[ 
https://issues.apache.org/jira/browse/IMPALA-7754?page=com.atlassian.jira.plugin.system.issuetabpanels:comment-tabpanel&focusedCommentId=16679132#comment-16679132
 ] 

Paul Rogers edited comment on IMPALA-7754 at 11/8/18 1:54 AM:
--------------------------------------------------------------

There be dragons here. It seems that, without rewrites, we get slightly wrong 
results in certain pathological queries. Consider this case in 
{{test-empty.sql}}:

{noformat}
# Constant conjunct in the ON-clause of an outer join is
# assigned to the join.
select *
from functional.alltypessmall a
left outer join functional.alltypestiny b
on (a.id = b.id and 1 + 1 > 10)
---- PLAN
Max Per-Host Resource Reservation: Memory=1.95MB Threads=3
Per-Host Resource Estimates: Memory=66MB
PLAN-ROOT SINK
|
02:HASH JOIN [LEFT OUTER JOIN]
|  hash predicates: a.id = b.id
|  other join predicates: FALSE
|
|--01:SCAN HDFS [functional.alltypestiny b]
|     partitions=4/4 files=4 size=460B
|
00:SCAN HDFS [functional.alltypessmall a]
   partitions=4/4 files=4 size=6.32KB
{noformat}

If we re-analyze expressions after rewrite, we get the following, which seems 
more accurate:

{noformat}
Max Per-Host Resource Reservation: Memory=16.00KB Threads=3
Per-Host Resource Estimates: Memory=64MB
PLAN-ROOT SINK
|
02:NESTED LOOP JOIN [LEFT OUTER JOIN]
|  join predicates: (FALSE)
{noformat}

Note that, in the current expected results (the top example), the predicate 
{{a.id = b.id}} is pushed down, ignoring the fact that it is part of a 
predicate which reduces to {{FALSE}}. In the second version, the planner has 
correctly identified that the join produces no rows. Also, the memory cost is 
lower for the second example, Hence, the current behavior (first example) 
appears wrong.

The reason for this difference boils down to the lack of re-analysis in the 
expression rewriter. Lets' take it step-by-step.

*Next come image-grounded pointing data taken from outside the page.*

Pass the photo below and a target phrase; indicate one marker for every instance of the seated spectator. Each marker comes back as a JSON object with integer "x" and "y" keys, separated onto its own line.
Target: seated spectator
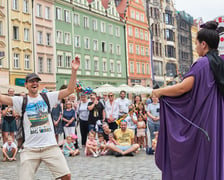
{"x": 91, "y": 145}
{"x": 125, "y": 139}
{"x": 9, "y": 150}
{"x": 69, "y": 148}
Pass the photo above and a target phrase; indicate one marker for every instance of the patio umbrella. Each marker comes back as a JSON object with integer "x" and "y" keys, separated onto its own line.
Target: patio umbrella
{"x": 106, "y": 88}
{"x": 125, "y": 87}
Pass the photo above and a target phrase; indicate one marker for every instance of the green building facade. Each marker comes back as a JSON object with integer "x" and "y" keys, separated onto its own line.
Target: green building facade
{"x": 96, "y": 36}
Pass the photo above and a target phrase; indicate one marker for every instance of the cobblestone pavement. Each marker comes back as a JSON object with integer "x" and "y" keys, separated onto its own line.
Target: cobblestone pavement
{"x": 141, "y": 166}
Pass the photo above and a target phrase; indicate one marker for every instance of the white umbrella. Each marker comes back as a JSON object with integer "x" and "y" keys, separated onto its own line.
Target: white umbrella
{"x": 125, "y": 87}
{"x": 106, "y": 88}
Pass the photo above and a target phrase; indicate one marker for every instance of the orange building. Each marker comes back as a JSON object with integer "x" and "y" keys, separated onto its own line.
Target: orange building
{"x": 138, "y": 44}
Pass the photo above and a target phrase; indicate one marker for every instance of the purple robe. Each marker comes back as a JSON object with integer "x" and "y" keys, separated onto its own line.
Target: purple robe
{"x": 184, "y": 151}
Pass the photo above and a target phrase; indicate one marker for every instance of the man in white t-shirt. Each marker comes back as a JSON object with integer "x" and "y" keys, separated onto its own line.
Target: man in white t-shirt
{"x": 123, "y": 103}
{"x": 9, "y": 150}
{"x": 40, "y": 143}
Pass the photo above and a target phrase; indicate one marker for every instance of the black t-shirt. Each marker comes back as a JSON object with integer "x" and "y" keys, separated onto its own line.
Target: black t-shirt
{"x": 96, "y": 113}
{"x": 9, "y": 115}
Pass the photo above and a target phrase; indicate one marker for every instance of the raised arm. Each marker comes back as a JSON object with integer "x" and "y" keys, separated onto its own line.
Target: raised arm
{"x": 175, "y": 90}
{"x": 71, "y": 86}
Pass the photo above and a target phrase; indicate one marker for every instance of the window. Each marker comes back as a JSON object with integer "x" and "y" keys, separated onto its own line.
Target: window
{"x": 136, "y": 33}
{"x": 131, "y": 67}
{"x": 95, "y": 45}
{"x": 86, "y": 43}
{"x": 16, "y": 60}
{"x": 111, "y": 66}
{"x": 118, "y": 67}
{"x": 104, "y": 49}
{"x": 25, "y": 6}
{"x": 104, "y": 66}
{"x": 117, "y": 31}
{"x": 111, "y": 49}
{"x": 138, "y": 68}
{"x": 15, "y": 5}
{"x": 158, "y": 68}
{"x": 68, "y": 61}
{"x": 59, "y": 61}
{"x": 96, "y": 65}
{"x": 39, "y": 10}
{"x": 40, "y": 65}
{"x": 87, "y": 64}
{"x": 47, "y": 12}
{"x": 143, "y": 68}
{"x": 137, "y": 50}
{"x": 48, "y": 39}
{"x": 141, "y": 34}
{"x": 147, "y": 51}
{"x": 142, "y": 50}
{"x": 49, "y": 65}
{"x": 15, "y": 33}
{"x": 132, "y": 14}
{"x": 67, "y": 15}
{"x": 77, "y": 41}
{"x": 86, "y": 22}
{"x": 1, "y": 28}
{"x": 103, "y": 27}
{"x": 118, "y": 50}
{"x": 76, "y": 19}
{"x": 110, "y": 29}
{"x": 130, "y": 31}
{"x": 67, "y": 38}
{"x": 146, "y": 36}
{"x": 39, "y": 37}
{"x": 94, "y": 21}
{"x": 59, "y": 37}
{"x": 58, "y": 13}
{"x": 26, "y": 34}
{"x": 131, "y": 48}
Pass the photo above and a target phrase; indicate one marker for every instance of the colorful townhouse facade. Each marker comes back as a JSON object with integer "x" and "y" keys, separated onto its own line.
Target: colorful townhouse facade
{"x": 138, "y": 44}
{"x": 4, "y": 61}
{"x": 44, "y": 43}
{"x": 94, "y": 34}
{"x": 20, "y": 46}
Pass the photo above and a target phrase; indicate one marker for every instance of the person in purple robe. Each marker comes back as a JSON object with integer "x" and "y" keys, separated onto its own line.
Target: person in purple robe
{"x": 191, "y": 135}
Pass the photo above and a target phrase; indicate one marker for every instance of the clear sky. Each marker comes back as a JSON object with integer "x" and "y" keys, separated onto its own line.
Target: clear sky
{"x": 207, "y": 9}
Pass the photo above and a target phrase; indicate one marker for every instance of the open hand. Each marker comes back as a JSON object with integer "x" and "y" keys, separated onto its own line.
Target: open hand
{"x": 76, "y": 63}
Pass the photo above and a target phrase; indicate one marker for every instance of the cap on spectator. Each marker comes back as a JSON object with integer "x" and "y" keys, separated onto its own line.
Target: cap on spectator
{"x": 32, "y": 76}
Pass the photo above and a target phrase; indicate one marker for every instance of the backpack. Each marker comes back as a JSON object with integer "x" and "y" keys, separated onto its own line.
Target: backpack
{"x": 24, "y": 104}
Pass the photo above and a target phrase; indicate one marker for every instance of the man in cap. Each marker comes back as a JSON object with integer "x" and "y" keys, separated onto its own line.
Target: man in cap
{"x": 40, "y": 143}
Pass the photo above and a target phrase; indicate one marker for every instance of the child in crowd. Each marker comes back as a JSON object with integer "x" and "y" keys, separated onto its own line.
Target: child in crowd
{"x": 141, "y": 130}
{"x": 69, "y": 148}
{"x": 101, "y": 143}
{"x": 154, "y": 141}
{"x": 9, "y": 150}
{"x": 91, "y": 145}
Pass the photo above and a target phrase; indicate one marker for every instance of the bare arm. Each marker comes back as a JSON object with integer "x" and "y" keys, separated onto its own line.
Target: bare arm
{"x": 175, "y": 90}
{"x": 71, "y": 86}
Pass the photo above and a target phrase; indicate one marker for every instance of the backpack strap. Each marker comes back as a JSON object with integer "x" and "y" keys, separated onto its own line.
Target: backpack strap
{"x": 45, "y": 98}
{"x": 22, "y": 117}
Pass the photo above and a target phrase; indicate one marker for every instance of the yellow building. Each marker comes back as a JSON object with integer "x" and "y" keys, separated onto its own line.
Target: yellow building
{"x": 194, "y": 30}
{"x": 4, "y": 65}
{"x": 20, "y": 37}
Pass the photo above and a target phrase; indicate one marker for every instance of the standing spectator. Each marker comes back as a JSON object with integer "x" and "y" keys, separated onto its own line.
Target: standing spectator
{"x": 68, "y": 119}
{"x": 111, "y": 112}
{"x": 83, "y": 114}
{"x": 56, "y": 114}
{"x": 123, "y": 104}
{"x": 9, "y": 150}
{"x": 96, "y": 113}
{"x": 9, "y": 121}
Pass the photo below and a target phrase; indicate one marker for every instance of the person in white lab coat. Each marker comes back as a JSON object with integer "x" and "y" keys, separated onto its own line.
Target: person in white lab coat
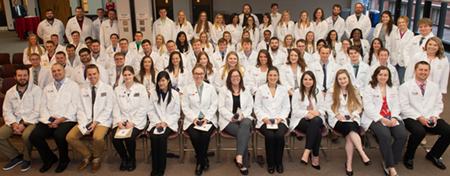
{"x": 358, "y": 20}
{"x": 421, "y": 105}
{"x": 292, "y": 71}
{"x": 343, "y": 102}
{"x": 129, "y": 112}
{"x": 199, "y": 104}
{"x": 164, "y": 26}
{"x": 285, "y": 26}
{"x": 235, "y": 108}
{"x": 79, "y": 72}
{"x": 79, "y": 23}
{"x": 183, "y": 25}
{"x": 308, "y": 117}
{"x": 50, "y": 26}
{"x": 33, "y": 47}
{"x": 21, "y": 114}
{"x": 319, "y": 24}
{"x": 57, "y": 117}
{"x": 163, "y": 112}
{"x": 272, "y": 107}
{"x": 234, "y": 28}
{"x": 434, "y": 55}
{"x": 107, "y": 28}
{"x": 382, "y": 115}
{"x": 336, "y": 22}
{"x": 94, "y": 115}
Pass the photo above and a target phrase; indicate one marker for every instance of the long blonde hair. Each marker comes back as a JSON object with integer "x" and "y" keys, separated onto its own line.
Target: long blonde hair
{"x": 29, "y": 50}
{"x": 353, "y": 98}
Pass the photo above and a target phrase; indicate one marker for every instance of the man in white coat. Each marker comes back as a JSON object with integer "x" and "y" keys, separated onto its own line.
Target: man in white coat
{"x": 21, "y": 114}
{"x": 94, "y": 117}
{"x": 336, "y": 22}
{"x": 164, "y": 26}
{"x": 57, "y": 117}
{"x": 420, "y": 105}
{"x": 79, "y": 23}
{"x": 79, "y": 73}
{"x": 108, "y": 27}
{"x": 358, "y": 20}
{"x": 50, "y": 26}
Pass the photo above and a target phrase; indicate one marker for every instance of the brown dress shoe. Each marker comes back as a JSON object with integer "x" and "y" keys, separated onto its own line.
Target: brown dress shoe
{"x": 85, "y": 163}
{"x": 96, "y": 163}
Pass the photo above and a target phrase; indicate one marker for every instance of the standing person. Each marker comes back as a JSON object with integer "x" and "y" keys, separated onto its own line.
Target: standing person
{"x": 129, "y": 112}
{"x": 50, "y": 26}
{"x": 164, "y": 112}
{"x": 164, "y": 26}
{"x": 232, "y": 99}
{"x": 183, "y": 25}
{"x": 308, "y": 117}
{"x": 199, "y": 106}
{"x": 343, "y": 101}
{"x": 272, "y": 107}
{"x": 336, "y": 22}
{"x": 382, "y": 115}
{"x": 107, "y": 28}
{"x": 79, "y": 23}
{"x": 94, "y": 116}
{"x": 358, "y": 20}
{"x": 421, "y": 105}
{"x": 21, "y": 114}
{"x": 57, "y": 117}
{"x": 401, "y": 38}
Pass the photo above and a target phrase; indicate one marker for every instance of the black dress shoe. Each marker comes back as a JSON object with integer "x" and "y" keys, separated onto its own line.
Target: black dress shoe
{"x": 408, "y": 163}
{"x": 271, "y": 169}
{"x": 199, "y": 170}
{"x": 436, "y": 161}
{"x": 123, "y": 165}
{"x": 280, "y": 168}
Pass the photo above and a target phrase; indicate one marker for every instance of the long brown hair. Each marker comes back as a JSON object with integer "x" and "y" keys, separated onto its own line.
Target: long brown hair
{"x": 353, "y": 98}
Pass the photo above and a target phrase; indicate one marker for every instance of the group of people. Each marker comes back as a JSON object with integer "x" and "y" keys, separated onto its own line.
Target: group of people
{"x": 389, "y": 86}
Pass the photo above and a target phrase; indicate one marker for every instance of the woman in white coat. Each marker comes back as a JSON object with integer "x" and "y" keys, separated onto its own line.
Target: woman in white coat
{"x": 272, "y": 108}
{"x": 199, "y": 104}
{"x": 235, "y": 108}
{"x": 343, "y": 106}
{"x": 285, "y": 26}
{"x": 292, "y": 71}
{"x": 434, "y": 55}
{"x": 129, "y": 113}
{"x": 382, "y": 115}
{"x": 164, "y": 112}
{"x": 308, "y": 116}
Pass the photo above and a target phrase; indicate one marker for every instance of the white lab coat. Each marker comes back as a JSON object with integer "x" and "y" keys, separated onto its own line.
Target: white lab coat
{"x": 398, "y": 47}
{"x": 163, "y": 111}
{"x": 413, "y": 104}
{"x": 103, "y": 105}
{"x": 339, "y": 26}
{"x": 364, "y": 24}
{"x": 268, "y": 106}
{"x": 373, "y": 102}
{"x": 192, "y": 105}
{"x": 132, "y": 107}
{"x": 45, "y": 30}
{"x": 342, "y": 110}
{"x": 439, "y": 70}
{"x": 226, "y": 106}
{"x": 72, "y": 25}
{"x": 27, "y": 109}
{"x": 105, "y": 32}
{"x": 300, "y": 110}
{"x": 62, "y": 103}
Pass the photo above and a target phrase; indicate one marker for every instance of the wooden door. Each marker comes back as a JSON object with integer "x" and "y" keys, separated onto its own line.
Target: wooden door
{"x": 61, "y": 9}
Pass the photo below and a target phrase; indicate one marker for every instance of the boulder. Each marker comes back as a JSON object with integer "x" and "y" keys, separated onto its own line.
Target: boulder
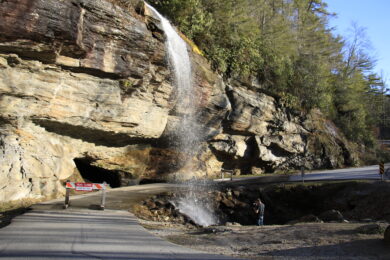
{"x": 370, "y": 229}
{"x": 387, "y": 236}
{"x": 306, "y": 219}
{"x": 331, "y": 215}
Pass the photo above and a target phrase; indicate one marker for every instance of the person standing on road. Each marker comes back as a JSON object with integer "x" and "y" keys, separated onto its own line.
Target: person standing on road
{"x": 259, "y": 210}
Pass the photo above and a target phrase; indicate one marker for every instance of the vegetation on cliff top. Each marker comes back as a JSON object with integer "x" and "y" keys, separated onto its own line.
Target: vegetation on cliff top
{"x": 288, "y": 47}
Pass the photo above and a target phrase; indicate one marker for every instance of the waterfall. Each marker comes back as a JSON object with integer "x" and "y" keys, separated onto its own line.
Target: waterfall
{"x": 187, "y": 136}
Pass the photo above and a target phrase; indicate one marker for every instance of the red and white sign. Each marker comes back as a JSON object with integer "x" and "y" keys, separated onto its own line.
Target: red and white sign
{"x": 83, "y": 186}
{"x": 80, "y": 186}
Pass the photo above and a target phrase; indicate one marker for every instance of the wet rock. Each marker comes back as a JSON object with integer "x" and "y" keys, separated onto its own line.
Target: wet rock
{"x": 232, "y": 224}
{"x": 306, "y": 219}
{"x": 331, "y": 215}
{"x": 370, "y": 229}
{"x": 387, "y": 236}
{"x": 228, "y": 203}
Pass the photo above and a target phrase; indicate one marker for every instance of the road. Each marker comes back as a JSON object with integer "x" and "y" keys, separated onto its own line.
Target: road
{"x": 50, "y": 232}
{"x": 362, "y": 173}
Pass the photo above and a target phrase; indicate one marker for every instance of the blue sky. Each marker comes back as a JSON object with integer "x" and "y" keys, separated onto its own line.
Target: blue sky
{"x": 374, "y": 16}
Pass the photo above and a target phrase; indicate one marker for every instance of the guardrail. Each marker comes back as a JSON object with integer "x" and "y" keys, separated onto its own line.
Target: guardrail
{"x": 81, "y": 186}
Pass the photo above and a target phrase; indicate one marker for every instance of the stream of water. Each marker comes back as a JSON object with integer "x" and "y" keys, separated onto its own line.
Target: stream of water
{"x": 187, "y": 136}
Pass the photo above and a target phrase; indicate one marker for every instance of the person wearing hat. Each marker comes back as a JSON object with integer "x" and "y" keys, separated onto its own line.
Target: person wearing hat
{"x": 259, "y": 209}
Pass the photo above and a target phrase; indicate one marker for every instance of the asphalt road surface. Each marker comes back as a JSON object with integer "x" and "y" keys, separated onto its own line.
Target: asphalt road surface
{"x": 50, "y": 232}
{"x": 363, "y": 173}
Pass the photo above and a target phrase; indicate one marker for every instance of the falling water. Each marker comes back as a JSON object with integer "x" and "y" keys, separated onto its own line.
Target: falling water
{"x": 187, "y": 137}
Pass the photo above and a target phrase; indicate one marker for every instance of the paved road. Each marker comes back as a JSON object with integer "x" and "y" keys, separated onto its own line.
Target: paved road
{"x": 363, "y": 173}
{"x": 49, "y": 232}
{"x": 387, "y": 142}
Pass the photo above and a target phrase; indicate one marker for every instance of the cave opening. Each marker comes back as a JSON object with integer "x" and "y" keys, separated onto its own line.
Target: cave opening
{"x": 96, "y": 174}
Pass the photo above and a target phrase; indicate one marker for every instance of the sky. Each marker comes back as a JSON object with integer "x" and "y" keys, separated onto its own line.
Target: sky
{"x": 374, "y": 16}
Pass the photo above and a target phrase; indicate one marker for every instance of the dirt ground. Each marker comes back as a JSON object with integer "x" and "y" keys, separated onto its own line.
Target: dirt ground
{"x": 299, "y": 241}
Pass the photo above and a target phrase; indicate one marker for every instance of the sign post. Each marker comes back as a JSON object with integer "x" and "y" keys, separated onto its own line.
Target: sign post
{"x": 103, "y": 196}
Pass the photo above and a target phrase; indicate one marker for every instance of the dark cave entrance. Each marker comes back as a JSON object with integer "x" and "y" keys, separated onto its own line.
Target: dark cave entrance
{"x": 96, "y": 174}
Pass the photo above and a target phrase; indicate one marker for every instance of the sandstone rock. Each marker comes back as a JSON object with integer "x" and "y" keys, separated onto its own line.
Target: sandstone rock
{"x": 387, "y": 235}
{"x": 306, "y": 219}
{"x": 331, "y": 215}
{"x": 87, "y": 81}
{"x": 370, "y": 229}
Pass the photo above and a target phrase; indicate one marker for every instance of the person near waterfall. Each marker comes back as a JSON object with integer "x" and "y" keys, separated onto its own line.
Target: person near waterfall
{"x": 259, "y": 207}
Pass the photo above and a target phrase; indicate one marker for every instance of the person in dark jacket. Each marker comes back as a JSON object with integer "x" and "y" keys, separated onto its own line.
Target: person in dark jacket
{"x": 259, "y": 210}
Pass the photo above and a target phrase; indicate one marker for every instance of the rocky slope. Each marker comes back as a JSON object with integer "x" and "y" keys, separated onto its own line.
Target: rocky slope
{"x": 85, "y": 87}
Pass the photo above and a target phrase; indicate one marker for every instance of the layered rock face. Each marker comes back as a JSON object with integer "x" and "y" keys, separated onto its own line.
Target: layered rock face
{"x": 85, "y": 87}
{"x": 262, "y": 134}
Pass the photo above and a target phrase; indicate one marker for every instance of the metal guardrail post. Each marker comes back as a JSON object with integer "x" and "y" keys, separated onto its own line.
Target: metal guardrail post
{"x": 382, "y": 170}
{"x": 66, "y": 204}
{"x": 102, "y": 204}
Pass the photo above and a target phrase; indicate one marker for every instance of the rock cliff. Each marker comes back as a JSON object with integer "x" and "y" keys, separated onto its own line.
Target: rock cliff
{"x": 85, "y": 87}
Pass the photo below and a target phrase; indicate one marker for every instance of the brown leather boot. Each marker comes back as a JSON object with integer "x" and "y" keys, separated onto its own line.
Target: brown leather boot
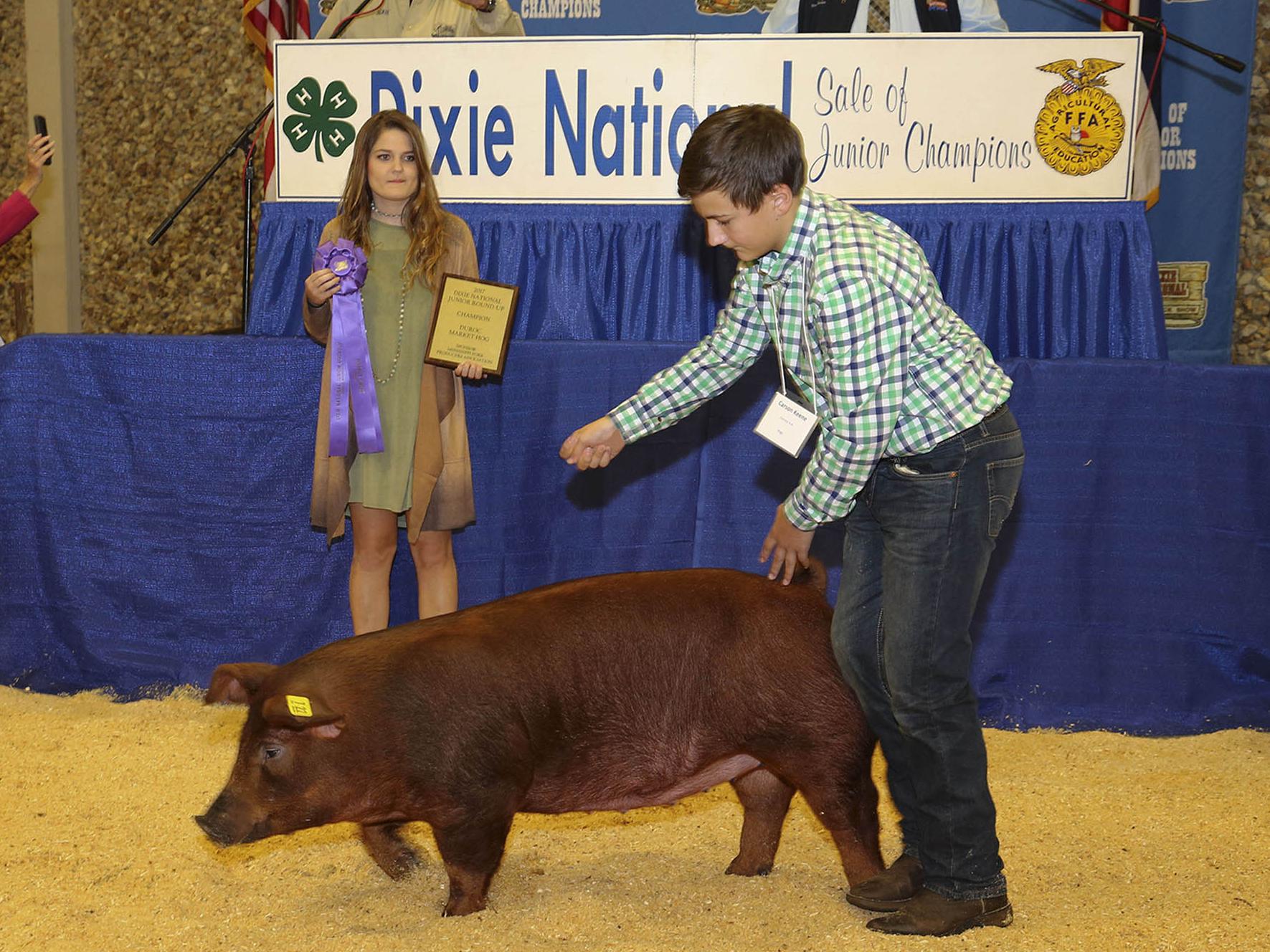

* Pass {{a.id = b.id and 1 + 1 > 10}} to the rewriter.
* Nothing can be done with {{a.id = b.id}}.
* Constant folding: {{1 + 1 > 10}} becomes {{FALSE}}.
* Normalize binary predicates: {{a.id = b.id AND FALSE}} becomes {{FALSE AND 
a.id = b.id}}.
* The result of the above is not analyzed (it is a new node), so the call to 
simplify the above is skipped.

When re-analysis is added, the last step above changes to:

* Simplify conditional: {{FALSE AND a.id = b.id}} becomes {{FALSE}}.

Thus, the second plan shown above is the correct one, the first one is the 
result of an incomplete expression rewrite.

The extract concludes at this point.